Lawson Patrick y croit également en cette victoire, déclarant que «la lutte populaire est invincible». Le Député, 1er vice-président de l’UFC, a indiqué que dans les variables des prix des produits pétroliers, seuls 100 francs, représentent le prix du liquide lui-même. Le reste des fonds va au gouvernement et aux propriétaires des stations d’essence. «On dit que la caisse de péréquation est dissoute, mais dans la composition des prix, on en retrouve qui sont destinées à la subvention des prix», a-t-il révélé. Pour Agbéyomé Kodjo, les importateurs et commerçants des produits pétroliers ne sont autres que les barons du pouvoir. «Quand on est au pouvoir, on ne fait plus du commerce. C’est ainsi dans nos textes», a fustigé M. Kodjo.

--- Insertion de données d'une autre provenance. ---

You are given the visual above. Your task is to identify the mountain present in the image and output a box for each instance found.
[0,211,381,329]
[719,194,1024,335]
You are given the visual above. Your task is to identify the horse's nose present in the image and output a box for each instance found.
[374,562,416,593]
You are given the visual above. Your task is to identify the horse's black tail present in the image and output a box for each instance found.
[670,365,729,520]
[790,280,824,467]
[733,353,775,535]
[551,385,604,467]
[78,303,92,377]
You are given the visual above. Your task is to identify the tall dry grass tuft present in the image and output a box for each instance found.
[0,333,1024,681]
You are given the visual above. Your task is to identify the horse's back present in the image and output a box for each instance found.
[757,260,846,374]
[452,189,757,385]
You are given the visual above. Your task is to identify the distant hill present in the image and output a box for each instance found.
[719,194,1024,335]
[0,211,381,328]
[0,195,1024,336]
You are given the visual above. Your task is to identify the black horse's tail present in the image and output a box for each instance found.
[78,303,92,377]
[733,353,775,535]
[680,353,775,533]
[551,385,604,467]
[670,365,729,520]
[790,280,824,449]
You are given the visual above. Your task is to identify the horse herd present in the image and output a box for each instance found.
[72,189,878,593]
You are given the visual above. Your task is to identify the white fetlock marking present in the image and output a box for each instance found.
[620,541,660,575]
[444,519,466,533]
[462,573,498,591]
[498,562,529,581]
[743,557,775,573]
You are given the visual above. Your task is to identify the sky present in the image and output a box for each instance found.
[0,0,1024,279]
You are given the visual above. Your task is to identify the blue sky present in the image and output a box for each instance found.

Le vice-président de l’UFC, aussi prêche pour une collision entre le mouvement social et la contestation politique. M. Lawson a pour cela appeler les chauffeurs, taxis motos et autres à créé une autre centrale syndicale, pour pouvoir mieux défendre leurs intérêts, car ceux qui sont là actuellement, se sont compromis. «Les Togolais ne doivent pas accepter ces augmentations», a-t-il conclu.
La grève générale de vendredi dernier a été levée par l’Intersyndicale des Travailleurs du Togo (ISTT), la veille du déclenchement du mouvement, mais a été maintenue par l’ATC et largement suivie, notamment dans le secteur des transports en commun. L’opposition qui dit avoir gardé le silence face aux mouvements de contestations de la hausse des prix des produits pétroliers pour éviter tout procès en récupération, n’exclut plus maintenant selon des propos de Agbéyomé Kodjo, de lancer une grève générale.
À ce jour, Faure Gnassingbé est resté de marbre face aussi bien aux mouvements sociaux que les contestations de la réélection, qui font des morts et entament un processus de paralysie du pays et de la vie économique.